Trying to make sense of the otherworldly claims about generative AI

1,036 words, ~ 5 min read

ai

perspective

Generative AI seems to be the newest trend gaining momentum and hype. It reminds me a lot of crypto from a few years ago. People are saying it'll change everything, that this is the future.

note: I started drafting this piece when Dolly was first announced. It's highly likely a lot has changed since then.

Table of Contents

A Human LLM

Let's say there's a human form of these LLMs. We'll refer to them as "L" for LLM.

You're trying to teach L about everything, in the hopes that you can ask L for something later on and L will give you an answer. But it seems like L isn't learning anything, they're just trying to predict what you want to hear.

If you teach it about World War 2, it tries to map all that data by processing that data based on word representations and word arrangement. If you ask it about World War 2, they'll be able to go back and give some pretty decent information. If you ask it about how wars impact humanity, they'll try to predict based on what the training has been to generate an answer.

Notice that nowhere in that process L reflects on what a war is, what its implications are, or anything of that sort. The response is a prediction of what is most likely to follow the prompt.

Finding what is likely to follow a given prompt is tricky and far beyond the scope of this post. There are graduate level courses for that. The key idea is that there are underlying representations of words as they are put together, which improves prediction rates. These often come from training data, however, and do not signify a true, humanlike understanding.

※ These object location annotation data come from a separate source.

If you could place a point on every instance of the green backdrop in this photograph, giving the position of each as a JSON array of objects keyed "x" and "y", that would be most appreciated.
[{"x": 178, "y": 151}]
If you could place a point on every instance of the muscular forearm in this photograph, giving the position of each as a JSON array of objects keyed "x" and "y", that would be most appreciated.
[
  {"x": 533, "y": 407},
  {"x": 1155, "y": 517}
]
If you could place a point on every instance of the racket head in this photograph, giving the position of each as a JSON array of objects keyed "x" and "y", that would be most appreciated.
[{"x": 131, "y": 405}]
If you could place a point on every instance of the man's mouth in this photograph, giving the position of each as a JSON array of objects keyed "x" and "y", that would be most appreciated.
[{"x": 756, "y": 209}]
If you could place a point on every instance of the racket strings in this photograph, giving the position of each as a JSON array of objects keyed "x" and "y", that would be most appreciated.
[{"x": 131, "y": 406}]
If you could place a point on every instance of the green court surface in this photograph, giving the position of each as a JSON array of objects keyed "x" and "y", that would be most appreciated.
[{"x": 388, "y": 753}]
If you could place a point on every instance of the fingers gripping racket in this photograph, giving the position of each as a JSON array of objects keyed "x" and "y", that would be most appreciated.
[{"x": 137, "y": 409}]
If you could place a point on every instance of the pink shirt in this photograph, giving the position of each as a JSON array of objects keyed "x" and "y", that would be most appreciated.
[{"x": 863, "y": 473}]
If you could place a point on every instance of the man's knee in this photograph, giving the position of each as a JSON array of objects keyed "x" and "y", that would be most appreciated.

A lot of the hype around LLMs is due to the idea that this may finally be the AI that replaces us. That is a bit of a stretch. Prediction is useful if the task is very repetitive, but the inaccuracies present with generating new information are an integral part of LLMs if they use this prediction model without deeper understanding of the words themselves.

Deeper understanding is a term that's tricky to define.

Moving Past Understanding

AI has been around for a long time.

Initially, AI was seen as the ultimate intelligence. This was what Isaac Asimov wrote about and the antagonists of many, many movies.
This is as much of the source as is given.